Ensuring we equip all our young people here in Swindon with the education and skills they need has always been a key priority for the council as long as I have been a cabinet member.

And that very firmly remains the case as we set out our new Council Plan at last night’s cabinet meeting.

Providing additional and enhanced skills and higher education opportunities is the fourth of six key priorities we will be focusing on as a council over the next few years and we have already made a great start in delivering on the pledges we have outlined in the Council Plan.

Much of the council’s work in this area is often done behind the scenes and involves providing support for funding bids, lobbying the Government and facilitating educational opportunities by providing investment or our buildings and land.

One of the focuses of Priority 4 will be to ensure we have regular large cohorts of learners at the new Swindon and Wiltshire Institute of Technology (IoT), which is based at New College’s North Star campus.

The council was a big supporter of the bid for the IoT, which is now open to some students and will specialise in engineering, manufacturing, science, health, creative and media, digital and computer science and business management professions.

It will be employer-led and will ensure young people leave with the skills needed for local businesses including technical qualifications, higher apprenticeships, and training to plug the gap between demand and supply for key technical and digital roles.

I was fortunate on Monday to receive a tour of the IoT with Chippenham MP Michelle Donelan, who is also the Minister of State for Universities. The visit was organised to see at first hand the Government’s In Work Skills Project, which focuses on giving the workforce of tomorrow the digital skills to progress their careers.

It covers areas such as cloud management, cyber security and agile methodology as is a direct response to an acknowledged national skills gap.

Meanwhile last Friday, I was really pleased to attend the official opening of the Royal Agricultural University’s (RAU) Cultural Heritage Institute at Brunel’s historic former Carriage Works.

Mayor of Swindon Coun Garry Perkins was also in attendance and if you saw the pictures in the paper, it was interesting cutting a rather large ribbon with a garden tool instead of scissors.

The Cultural Heritage Institute has been a long time in the making and was only possible thanks to £1.5m of investment from the council and the enthusiasm and commitment from the RAU.

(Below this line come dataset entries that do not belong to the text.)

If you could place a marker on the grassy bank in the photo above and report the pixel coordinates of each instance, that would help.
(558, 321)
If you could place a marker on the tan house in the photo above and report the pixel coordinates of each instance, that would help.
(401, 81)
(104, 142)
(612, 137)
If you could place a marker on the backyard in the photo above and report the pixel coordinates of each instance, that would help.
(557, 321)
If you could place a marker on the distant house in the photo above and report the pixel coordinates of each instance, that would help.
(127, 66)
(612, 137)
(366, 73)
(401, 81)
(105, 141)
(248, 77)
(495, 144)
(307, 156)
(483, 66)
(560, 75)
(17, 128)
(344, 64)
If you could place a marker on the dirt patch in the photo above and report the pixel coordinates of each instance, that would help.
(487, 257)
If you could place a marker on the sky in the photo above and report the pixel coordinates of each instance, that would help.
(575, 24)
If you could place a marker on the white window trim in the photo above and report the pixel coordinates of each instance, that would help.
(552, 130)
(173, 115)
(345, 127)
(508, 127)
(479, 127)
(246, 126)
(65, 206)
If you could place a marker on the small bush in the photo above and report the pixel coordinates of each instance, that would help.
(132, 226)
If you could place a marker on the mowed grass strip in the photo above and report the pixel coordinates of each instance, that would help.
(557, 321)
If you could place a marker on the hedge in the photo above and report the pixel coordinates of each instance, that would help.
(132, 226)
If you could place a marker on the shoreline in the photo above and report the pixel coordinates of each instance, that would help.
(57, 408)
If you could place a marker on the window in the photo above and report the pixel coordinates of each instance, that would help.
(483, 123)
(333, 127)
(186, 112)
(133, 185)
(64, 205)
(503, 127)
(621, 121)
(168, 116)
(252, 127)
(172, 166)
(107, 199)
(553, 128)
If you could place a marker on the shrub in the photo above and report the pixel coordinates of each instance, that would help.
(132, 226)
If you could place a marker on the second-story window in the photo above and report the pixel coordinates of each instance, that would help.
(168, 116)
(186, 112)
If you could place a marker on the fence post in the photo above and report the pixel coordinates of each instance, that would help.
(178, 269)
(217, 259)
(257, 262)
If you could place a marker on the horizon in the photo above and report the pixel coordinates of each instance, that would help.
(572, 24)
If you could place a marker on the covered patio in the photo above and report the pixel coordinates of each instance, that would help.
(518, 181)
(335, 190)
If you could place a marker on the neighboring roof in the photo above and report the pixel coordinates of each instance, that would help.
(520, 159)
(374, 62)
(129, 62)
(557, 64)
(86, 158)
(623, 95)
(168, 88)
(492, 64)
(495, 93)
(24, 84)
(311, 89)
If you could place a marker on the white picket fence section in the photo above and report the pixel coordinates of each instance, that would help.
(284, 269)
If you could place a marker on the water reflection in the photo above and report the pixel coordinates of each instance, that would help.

The CHI will offer a number of postgraduate courses to people from across the country, from archaeology to historic environment management.

It is another example of the council using its assets to rejuvenate part of the town centre and finding a new use for one of its heritage buildings.

With the University Technical College situated just a stone’s throw away in the former Great Western Rail Works we now have two great educational facilities in the heart of our new Heritage Action Zone.